Opening Pandora's Box at the roof of the world: Landscape, climate and avian influenza (H5N1).


Independent Scholar, Global Health and The Environment, 320 SE 62nd Ave., Portland, Oregon, United States. Electronic address: [Email]


The purpose of this case study is to examine how environmental disruption and agricultural practices act synergistically to create a perfect storm for the spread of avian influenza. Actors in this case study include the vast permafrost landscape of the Qinghai-Tibet Plateau; a wild goose that migrates over the Himalayas; the highest altitude railway in the world that traverses the plateau into Tibet; and an avian virus (H5N1). Commencing in 2001, tens of thousands of railway workers travelled to remote regions of the plateau to work on the railway. In order to feed and shelter these workers, the Chinese government established captive-bred goose farms as a source of high protein food.
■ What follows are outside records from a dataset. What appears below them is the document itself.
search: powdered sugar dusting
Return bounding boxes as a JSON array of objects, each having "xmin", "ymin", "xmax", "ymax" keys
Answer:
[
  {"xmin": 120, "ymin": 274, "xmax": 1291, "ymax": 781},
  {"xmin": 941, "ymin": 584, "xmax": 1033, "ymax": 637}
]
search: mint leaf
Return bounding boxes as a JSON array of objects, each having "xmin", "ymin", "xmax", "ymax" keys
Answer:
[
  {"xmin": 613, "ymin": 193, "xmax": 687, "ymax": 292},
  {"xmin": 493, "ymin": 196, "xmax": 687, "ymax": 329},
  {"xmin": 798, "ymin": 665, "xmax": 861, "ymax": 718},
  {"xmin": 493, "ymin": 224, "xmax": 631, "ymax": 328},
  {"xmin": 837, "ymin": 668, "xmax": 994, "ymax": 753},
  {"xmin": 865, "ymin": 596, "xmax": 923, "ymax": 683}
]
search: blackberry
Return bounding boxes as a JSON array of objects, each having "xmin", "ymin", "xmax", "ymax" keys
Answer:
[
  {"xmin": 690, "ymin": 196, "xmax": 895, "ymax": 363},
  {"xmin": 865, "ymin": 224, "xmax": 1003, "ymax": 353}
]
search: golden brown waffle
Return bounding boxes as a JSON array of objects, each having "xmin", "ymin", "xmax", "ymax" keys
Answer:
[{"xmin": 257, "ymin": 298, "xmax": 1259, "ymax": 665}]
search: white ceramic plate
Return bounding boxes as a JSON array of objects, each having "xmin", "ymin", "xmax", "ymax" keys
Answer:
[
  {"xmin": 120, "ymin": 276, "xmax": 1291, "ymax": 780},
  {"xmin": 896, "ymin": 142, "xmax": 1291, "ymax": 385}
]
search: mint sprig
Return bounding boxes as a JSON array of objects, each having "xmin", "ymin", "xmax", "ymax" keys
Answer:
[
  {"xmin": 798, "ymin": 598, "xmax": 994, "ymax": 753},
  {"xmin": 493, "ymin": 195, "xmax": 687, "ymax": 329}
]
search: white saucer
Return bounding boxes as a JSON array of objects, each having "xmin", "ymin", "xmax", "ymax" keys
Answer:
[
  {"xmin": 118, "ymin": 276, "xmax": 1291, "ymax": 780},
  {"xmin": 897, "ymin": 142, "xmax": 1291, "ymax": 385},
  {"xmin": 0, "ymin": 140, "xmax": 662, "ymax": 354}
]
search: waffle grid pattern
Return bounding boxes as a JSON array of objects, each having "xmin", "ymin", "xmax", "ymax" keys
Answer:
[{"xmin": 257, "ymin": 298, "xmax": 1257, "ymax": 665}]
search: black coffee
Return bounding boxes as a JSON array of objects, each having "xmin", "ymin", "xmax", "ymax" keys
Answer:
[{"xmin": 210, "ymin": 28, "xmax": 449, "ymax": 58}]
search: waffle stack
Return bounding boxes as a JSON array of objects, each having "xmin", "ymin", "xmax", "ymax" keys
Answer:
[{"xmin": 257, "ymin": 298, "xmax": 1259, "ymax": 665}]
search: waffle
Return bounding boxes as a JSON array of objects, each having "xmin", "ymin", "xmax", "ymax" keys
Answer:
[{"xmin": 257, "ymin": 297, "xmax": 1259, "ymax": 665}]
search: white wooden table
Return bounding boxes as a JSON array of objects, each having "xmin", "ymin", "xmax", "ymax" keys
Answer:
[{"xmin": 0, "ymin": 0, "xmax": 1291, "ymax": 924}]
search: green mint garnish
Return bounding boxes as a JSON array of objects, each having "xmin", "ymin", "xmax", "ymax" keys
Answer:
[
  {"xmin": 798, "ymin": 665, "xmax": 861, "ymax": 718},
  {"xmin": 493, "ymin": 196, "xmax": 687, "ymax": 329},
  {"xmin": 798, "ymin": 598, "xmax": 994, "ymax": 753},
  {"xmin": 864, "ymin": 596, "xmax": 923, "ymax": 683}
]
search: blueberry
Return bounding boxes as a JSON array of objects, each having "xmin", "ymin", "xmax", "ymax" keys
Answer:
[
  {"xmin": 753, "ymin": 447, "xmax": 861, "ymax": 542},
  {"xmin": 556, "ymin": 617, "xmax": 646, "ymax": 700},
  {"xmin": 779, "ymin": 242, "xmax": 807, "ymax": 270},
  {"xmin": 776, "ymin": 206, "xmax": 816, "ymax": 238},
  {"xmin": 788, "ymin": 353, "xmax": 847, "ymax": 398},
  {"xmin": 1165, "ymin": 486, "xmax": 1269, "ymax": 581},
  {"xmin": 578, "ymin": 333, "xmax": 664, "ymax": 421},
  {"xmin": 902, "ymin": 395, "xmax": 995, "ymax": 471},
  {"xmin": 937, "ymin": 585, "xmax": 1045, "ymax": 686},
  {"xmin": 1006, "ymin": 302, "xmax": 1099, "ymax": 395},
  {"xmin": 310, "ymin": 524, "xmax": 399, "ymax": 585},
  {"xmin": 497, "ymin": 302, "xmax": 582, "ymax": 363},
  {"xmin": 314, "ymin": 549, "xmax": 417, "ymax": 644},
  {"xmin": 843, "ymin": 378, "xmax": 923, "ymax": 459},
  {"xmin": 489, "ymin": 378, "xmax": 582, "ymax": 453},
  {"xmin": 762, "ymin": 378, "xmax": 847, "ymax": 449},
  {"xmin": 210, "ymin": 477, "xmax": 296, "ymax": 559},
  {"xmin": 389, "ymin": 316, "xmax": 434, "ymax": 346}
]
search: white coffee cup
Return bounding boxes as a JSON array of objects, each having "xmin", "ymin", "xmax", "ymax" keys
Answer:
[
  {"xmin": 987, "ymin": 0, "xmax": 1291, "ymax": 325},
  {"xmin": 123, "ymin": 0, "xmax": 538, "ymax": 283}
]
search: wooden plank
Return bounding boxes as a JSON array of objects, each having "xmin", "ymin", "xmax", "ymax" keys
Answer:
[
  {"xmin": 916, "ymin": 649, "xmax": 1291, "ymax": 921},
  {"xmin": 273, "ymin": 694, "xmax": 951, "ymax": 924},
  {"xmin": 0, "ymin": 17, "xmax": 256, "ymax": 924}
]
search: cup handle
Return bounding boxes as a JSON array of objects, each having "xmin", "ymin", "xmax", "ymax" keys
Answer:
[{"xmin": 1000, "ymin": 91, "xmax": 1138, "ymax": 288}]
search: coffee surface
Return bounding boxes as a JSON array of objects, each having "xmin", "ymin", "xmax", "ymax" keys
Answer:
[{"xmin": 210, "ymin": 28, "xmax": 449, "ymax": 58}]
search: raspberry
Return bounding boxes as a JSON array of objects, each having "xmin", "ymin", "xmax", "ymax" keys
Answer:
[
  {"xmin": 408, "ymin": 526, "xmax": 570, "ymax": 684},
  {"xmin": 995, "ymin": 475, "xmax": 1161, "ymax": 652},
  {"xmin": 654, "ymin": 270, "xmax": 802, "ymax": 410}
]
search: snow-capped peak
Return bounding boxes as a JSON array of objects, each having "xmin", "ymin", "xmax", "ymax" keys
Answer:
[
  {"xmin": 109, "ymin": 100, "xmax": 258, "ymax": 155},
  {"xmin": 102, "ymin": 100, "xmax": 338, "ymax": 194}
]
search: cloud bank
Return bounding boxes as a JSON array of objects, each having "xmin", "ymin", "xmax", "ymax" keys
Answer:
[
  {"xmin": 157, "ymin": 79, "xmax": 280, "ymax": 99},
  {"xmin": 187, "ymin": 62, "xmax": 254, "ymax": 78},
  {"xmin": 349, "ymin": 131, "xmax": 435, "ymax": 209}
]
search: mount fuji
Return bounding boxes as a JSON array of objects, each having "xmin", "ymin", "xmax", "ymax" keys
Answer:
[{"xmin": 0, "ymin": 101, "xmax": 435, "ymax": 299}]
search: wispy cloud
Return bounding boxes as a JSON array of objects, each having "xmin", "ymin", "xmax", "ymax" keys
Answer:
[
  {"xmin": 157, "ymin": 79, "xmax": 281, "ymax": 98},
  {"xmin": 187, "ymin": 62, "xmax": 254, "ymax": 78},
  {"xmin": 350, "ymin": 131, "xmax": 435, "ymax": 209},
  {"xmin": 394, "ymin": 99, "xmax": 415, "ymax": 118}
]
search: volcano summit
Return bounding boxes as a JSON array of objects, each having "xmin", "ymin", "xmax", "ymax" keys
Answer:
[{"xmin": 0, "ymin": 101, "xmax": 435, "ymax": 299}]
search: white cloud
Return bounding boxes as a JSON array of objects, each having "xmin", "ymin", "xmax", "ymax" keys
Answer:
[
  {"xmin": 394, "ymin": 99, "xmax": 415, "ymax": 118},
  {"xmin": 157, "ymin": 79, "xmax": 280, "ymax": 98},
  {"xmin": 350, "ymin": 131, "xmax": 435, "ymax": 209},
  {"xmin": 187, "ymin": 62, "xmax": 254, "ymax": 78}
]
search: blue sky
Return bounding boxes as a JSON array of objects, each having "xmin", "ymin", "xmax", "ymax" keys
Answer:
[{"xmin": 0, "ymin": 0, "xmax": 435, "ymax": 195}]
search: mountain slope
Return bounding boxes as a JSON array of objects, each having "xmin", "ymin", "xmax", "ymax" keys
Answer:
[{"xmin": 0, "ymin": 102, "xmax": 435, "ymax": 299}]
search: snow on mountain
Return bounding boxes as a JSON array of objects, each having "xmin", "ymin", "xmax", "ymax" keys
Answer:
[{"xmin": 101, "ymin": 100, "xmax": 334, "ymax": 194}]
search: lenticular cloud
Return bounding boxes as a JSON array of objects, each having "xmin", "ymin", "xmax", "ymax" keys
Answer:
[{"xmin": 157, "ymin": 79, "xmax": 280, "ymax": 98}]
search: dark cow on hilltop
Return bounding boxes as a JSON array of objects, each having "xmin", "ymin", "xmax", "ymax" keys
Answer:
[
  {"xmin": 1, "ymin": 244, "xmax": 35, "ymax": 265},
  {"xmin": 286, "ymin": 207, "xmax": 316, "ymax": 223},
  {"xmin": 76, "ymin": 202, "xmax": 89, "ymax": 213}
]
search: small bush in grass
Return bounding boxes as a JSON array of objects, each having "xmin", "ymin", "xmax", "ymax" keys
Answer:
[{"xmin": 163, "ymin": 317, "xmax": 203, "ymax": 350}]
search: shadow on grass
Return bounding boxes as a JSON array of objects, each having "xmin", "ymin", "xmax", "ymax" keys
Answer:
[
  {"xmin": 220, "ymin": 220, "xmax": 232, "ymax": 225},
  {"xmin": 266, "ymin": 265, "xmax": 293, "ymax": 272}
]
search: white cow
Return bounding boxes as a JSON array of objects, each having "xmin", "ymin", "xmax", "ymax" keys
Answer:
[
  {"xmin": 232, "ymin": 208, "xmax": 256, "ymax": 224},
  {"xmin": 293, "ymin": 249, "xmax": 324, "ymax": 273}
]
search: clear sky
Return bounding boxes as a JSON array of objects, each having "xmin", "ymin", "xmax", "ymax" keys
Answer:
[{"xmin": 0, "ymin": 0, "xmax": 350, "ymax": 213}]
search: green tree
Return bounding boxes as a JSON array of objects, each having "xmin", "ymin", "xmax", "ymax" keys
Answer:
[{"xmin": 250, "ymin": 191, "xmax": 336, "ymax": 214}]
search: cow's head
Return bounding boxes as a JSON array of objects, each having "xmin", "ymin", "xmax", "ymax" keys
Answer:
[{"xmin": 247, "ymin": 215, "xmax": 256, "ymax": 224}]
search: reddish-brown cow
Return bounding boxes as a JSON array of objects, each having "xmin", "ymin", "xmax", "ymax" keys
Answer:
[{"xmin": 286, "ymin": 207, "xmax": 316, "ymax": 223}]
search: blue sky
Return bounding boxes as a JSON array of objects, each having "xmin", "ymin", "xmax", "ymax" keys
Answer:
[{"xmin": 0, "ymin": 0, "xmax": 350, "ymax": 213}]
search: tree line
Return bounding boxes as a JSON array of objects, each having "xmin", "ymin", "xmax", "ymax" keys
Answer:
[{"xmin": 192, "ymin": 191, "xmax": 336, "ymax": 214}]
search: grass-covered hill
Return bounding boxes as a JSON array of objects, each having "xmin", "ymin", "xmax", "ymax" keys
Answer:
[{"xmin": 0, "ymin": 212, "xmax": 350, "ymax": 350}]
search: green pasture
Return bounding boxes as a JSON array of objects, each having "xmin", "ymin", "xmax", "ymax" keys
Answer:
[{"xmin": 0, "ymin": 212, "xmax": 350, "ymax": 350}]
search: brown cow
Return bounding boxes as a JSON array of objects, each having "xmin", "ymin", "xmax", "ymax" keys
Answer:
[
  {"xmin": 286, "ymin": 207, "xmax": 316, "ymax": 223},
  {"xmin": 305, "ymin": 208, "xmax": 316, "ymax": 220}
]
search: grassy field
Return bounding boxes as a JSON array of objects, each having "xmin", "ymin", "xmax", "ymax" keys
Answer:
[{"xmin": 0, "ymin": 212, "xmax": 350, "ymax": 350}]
Beginning in 2005 and continuing in subsequent years, Qinghai Lake was the scene for the unprecedented appearance of avian influenza among migratory geese. This was a key moment in the global spread of H5N1 to poultry on three continents. Remote sensing technology suggested an ecological pathway for the transfer of avian viruses among chickens, captive-bred geese, and wild geese. Within a region experiencing rapid climate change, Qinghai Lake is warming even faster than the global average. This may relate to the persistent outbreaks of avian flu strains from Qinghai during the past twelve years. Globally, exponential increases in bird flu outbreaks are not merely a matter of chance mutations in flu viruses but also a result of antecedent social and environmental factors. The Qinghai case study provides real-world examples that bring these factors into sharp focus.